Reference Construction¶
This section describes how the reference set (reference sequences and haplotyping position) can be generated.
Note
This section needs extension and more explanation.
Input¶
The overall input is a TSV file seeds_accessions
that lists for each haplotype and region a GenBank accession with the prototype sequence.
species haplotype region accession source
Ca. L. solanacearum A 16S FJ498802.1 .
Ca. L. solanacearum B 16S FJ939136.1 .
Ca. L. solanacearum C 16S GU373048.1 .
Ca. L. solanacearum D 16S HQ454302.1 .
Ca. L. solanacearum E 16S KF737348.1 .
Ca. L. solanacearum A 16S-23S FJ830690.1 .
Ca. L. solanacearum B 16S-23S FJ830700.1 .
Ca. L. solanacearum C 16S-23S JX280523.1 .
Ca. L. solanacearum D 16S-23S JX308304.1 .
Ca. L. solanacearum E 16S-23S KF737347.1 .
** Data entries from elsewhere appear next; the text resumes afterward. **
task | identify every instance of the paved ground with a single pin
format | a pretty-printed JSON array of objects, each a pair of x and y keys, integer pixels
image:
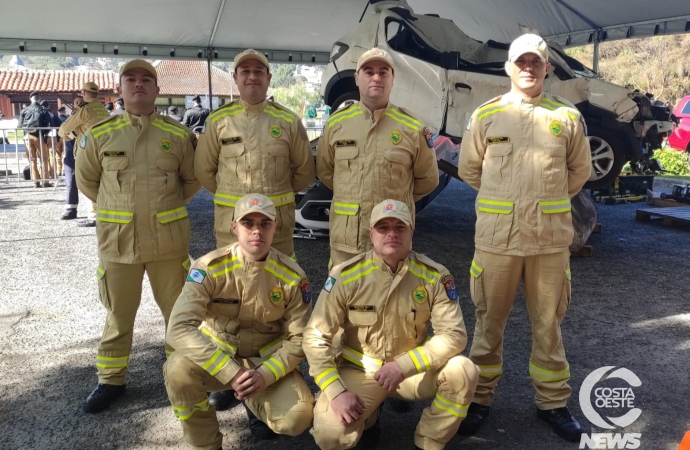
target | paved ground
[{"x": 630, "y": 308}]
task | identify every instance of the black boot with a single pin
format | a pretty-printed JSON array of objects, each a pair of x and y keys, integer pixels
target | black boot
[
  {"x": 370, "y": 436},
  {"x": 565, "y": 425},
  {"x": 101, "y": 397},
  {"x": 257, "y": 428},
  {"x": 476, "y": 416},
  {"x": 222, "y": 400}
]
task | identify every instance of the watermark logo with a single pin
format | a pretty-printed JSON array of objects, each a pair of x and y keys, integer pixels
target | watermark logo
[{"x": 610, "y": 398}]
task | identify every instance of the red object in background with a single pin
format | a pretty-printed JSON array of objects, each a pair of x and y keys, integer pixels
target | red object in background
[{"x": 680, "y": 137}]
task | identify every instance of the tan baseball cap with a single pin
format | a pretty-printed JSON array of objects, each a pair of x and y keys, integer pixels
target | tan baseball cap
[
  {"x": 390, "y": 208},
  {"x": 90, "y": 86},
  {"x": 375, "y": 54},
  {"x": 252, "y": 203},
  {"x": 139, "y": 64},
  {"x": 528, "y": 43},
  {"x": 250, "y": 53}
]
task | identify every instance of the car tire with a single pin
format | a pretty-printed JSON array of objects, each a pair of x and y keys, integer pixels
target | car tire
[
  {"x": 608, "y": 157},
  {"x": 342, "y": 98}
]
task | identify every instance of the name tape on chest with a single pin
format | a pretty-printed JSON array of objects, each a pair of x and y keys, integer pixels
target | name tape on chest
[
  {"x": 368, "y": 308},
  {"x": 497, "y": 140},
  {"x": 232, "y": 140}
]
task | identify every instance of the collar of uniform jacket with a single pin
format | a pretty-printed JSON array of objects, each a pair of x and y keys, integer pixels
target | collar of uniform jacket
[
  {"x": 517, "y": 100},
  {"x": 249, "y": 107}
]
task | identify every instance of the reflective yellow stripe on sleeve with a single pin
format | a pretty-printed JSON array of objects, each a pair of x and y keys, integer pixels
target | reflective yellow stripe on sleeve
[
  {"x": 419, "y": 359},
  {"x": 114, "y": 216},
  {"x": 554, "y": 206},
  {"x": 216, "y": 362},
  {"x": 172, "y": 215},
  {"x": 495, "y": 206},
  {"x": 325, "y": 378}
]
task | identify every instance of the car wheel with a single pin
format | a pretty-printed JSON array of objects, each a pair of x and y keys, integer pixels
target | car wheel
[
  {"x": 342, "y": 98},
  {"x": 608, "y": 157}
]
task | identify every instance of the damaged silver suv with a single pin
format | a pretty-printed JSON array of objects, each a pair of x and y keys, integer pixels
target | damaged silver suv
[{"x": 443, "y": 75}]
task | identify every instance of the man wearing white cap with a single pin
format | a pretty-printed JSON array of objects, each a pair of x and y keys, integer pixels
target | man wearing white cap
[
  {"x": 252, "y": 303},
  {"x": 370, "y": 151},
  {"x": 386, "y": 299},
  {"x": 139, "y": 169},
  {"x": 527, "y": 154},
  {"x": 254, "y": 145}
]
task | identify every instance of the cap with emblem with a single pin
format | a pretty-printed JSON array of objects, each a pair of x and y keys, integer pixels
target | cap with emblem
[
  {"x": 252, "y": 203},
  {"x": 90, "y": 86},
  {"x": 390, "y": 208},
  {"x": 375, "y": 54},
  {"x": 528, "y": 43},
  {"x": 139, "y": 64},
  {"x": 251, "y": 54}
]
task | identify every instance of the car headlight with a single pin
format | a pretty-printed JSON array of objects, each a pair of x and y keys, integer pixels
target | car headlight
[{"x": 338, "y": 50}]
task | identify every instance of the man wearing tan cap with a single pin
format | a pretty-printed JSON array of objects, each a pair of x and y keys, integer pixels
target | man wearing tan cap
[
  {"x": 370, "y": 151},
  {"x": 139, "y": 169},
  {"x": 90, "y": 112},
  {"x": 386, "y": 299},
  {"x": 254, "y": 145},
  {"x": 252, "y": 303},
  {"x": 527, "y": 154}
]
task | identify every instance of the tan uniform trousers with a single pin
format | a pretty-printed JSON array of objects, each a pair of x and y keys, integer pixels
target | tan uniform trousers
[
  {"x": 57, "y": 148},
  {"x": 546, "y": 281},
  {"x": 36, "y": 151},
  {"x": 286, "y": 406},
  {"x": 287, "y": 248},
  {"x": 451, "y": 387},
  {"x": 120, "y": 292}
]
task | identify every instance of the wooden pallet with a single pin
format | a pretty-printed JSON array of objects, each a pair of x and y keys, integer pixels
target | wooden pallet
[{"x": 672, "y": 217}]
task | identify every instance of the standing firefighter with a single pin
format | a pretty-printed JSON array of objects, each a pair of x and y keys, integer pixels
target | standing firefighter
[
  {"x": 527, "y": 154},
  {"x": 139, "y": 168},
  {"x": 370, "y": 151},
  {"x": 386, "y": 300},
  {"x": 254, "y": 303},
  {"x": 253, "y": 145}
]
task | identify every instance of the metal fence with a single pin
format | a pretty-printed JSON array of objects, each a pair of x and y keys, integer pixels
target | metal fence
[{"x": 17, "y": 152}]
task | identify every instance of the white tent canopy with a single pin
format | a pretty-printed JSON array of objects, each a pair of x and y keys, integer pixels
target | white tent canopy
[{"x": 302, "y": 31}]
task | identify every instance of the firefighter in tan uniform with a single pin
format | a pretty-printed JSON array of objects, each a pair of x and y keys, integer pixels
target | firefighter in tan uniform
[
  {"x": 370, "y": 151},
  {"x": 254, "y": 145},
  {"x": 89, "y": 113},
  {"x": 527, "y": 154},
  {"x": 252, "y": 303},
  {"x": 386, "y": 299},
  {"x": 139, "y": 168}
]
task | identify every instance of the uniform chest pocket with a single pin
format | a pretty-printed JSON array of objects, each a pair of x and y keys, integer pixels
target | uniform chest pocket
[
  {"x": 231, "y": 164},
  {"x": 170, "y": 166},
  {"x": 498, "y": 162},
  {"x": 347, "y": 166},
  {"x": 277, "y": 162},
  {"x": 396, "y": 168},
  {"x": 554, "y": 168},
  {"x": 115, "y": 174}
]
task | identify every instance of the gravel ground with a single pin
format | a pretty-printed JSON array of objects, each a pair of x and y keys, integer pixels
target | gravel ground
[{"x": 630, "y": 308}]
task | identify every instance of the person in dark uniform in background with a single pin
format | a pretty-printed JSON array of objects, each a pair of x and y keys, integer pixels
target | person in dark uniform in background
[{"x": 195, "y": 116}]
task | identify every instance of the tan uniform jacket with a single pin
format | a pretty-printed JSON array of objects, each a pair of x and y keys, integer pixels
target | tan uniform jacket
[
  {"x": 140, "y": 171},
  {"x": 385, "y": 317},
  {"x": 250, "y": 309},
  {"x": 247, "y": 149},
  {"x": 527, "y": 158},
  {"x": 88, "y": 115},
  {"x": 366, "y": 158}
]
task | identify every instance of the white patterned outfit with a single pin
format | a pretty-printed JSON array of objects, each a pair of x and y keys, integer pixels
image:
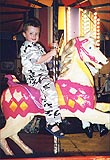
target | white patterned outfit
[{"x": 37, "y": 76}]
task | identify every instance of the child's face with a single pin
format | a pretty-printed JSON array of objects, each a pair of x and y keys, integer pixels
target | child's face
[{"x": 32, "y": 34}]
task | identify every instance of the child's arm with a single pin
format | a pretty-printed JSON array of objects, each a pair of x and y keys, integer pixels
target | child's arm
[{"x": 47, "y": 57}]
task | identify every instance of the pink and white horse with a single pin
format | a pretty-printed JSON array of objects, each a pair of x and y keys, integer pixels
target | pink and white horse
[{"x": 75, "y": 87}]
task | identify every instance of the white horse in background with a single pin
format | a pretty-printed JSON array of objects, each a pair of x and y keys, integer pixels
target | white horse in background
[{"x": 75, "y": 87}]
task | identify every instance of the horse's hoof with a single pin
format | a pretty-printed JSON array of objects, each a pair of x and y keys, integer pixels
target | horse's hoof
[
  {"x": 103, "y": 130},
  {"x": 89, "y": 131}
]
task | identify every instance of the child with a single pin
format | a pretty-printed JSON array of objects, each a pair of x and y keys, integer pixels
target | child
[{"x": 33, "y": 59}]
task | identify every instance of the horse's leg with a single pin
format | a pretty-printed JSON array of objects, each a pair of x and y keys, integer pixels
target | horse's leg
[
  {"x": 104, "y": 107},
  {"x": 5, "y": 147},
  {"x": 94, "y": 116},
  {"x": 21, "y": 144}
]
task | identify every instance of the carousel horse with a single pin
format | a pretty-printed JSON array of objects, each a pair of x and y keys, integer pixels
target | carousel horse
[{"x": 75, "y": 87}]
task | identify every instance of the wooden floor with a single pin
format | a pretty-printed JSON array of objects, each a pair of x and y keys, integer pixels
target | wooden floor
[
  {"x": 71, "y": 145},
  {"x": 80, "y": 144}
]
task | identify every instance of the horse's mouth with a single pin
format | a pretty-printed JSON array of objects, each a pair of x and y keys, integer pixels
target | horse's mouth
[{"x": 96, "y": 65}]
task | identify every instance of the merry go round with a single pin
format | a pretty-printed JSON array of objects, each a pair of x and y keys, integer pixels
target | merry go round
[{"x": 75, "y": 87}]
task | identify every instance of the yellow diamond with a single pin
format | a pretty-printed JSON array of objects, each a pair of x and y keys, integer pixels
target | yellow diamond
[
  {"x": 13, "y": 106},
  {"x": 23, "y": 106},
  {"x": 80, "y": 101},
  {"x": 71, "y": 103}
]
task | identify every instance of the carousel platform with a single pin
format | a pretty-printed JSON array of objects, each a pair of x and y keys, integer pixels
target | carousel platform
[{"x": 75, "y": 145}]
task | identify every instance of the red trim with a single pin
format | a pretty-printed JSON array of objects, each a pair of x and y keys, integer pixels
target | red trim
[{"x": 67, "y": 158}]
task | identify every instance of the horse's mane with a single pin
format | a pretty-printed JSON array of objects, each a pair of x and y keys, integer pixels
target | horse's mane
[{"x": 66, "y": 57}]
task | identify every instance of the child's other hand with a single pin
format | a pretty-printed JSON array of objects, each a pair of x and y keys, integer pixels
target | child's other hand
[{"x": 53, "y": 52}]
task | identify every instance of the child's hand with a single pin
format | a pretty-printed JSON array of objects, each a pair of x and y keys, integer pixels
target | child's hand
[{"x": 53, "y": 52}]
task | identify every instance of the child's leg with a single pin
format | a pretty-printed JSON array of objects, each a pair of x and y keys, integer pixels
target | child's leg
[{"x": 50, "y": 101}]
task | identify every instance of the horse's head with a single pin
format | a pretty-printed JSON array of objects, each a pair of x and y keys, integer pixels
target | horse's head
[
  {"x": 89, "y": 53},
  {"x": 84, "y": 49}
]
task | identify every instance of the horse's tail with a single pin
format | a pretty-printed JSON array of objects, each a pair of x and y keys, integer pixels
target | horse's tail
[{"x": 2, "y": 119}]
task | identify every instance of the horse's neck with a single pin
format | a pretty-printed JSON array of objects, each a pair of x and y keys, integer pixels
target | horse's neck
[{"x": 79, "y": 73}]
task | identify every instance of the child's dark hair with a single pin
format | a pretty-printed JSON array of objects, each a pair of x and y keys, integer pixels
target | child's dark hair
[{"x": 31, "y": 22}]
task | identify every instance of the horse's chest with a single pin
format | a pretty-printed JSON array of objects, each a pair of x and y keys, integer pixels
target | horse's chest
[
  {"x": 74, "y": 96},
  {"x": 16, "y": 101}
]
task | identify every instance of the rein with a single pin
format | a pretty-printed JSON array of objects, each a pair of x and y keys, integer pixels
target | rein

Ca. L. solanacearum A 50S EU834131.1 .
Ca. L. solanacearum B 50S FJ498807.1 .
Ca. L. solanacearum C 50S GU373051.1 .
Ca. L. solanacearum D 50S HQ454317.1 .
Ca. L. solanacearum E 50S KY777461.1 .
Download Seed Sequences¶
$ hlso cli ref_download \
path/to/seeds_accession.tsv \
path/to/seeds_paths.tsv
This will download sequences by accession, download them next to the seeds_accession.tsv
file.
It will write the file seeds_paths.tsv
with the names of the downloaded files:
species haplotype region accession path
Ca. L. solanacearum A 16S FJ498802.1 FJ498802.1.fasta
Ca. L. solanacearum B 16S FJ939136.1 GU373048.1.fasta
Ca. L. solanacearum C 16S GU373048.1 GU373048.1.fasta
Ca. L. solanacearum D 16S HQ454302.1 HQ454302.1.fasta
Ca. L. solanacearum E 16S KF737348.1 KF737348.1.fasta
Ca. L. solanacearum A 16S-23S FJ830690.1 FJ830690.1.fasta
Ca. L. solanacearum B 16S-23S FJ830700.1 FJ830700.1.fasta
Ca. L. solanacearum C 16S-23S JX280523.1 JX280523.1.fasta
Ca. L. solanacearum D 16S-23S JX308304.1 JX308304.1.fasta
Ca. L. solanacearum E 16S-23S KF737347.1 KF737347.1.fasta
Ca. L. solanacearum A 50S EU834131.1 EU834131.1.fasta
Ca. L. solanacearum B 50S FJ498807.1 FJ498807.1.fasta
Ca. L. solanacearum C 50S GU373051.1 GU373051.1.fasta
Ca. L. solanacearum D 50S HQ454317.1 HQ454317.1.fasta
Ca. L. solanacearum E 50S KY777461.1 KY777461.1.fasta
Performing Seed BLAST Queries¶
The next step is to perform a BLAST search via NCBI WWWBLAST to obtain sequences similar to the seeds.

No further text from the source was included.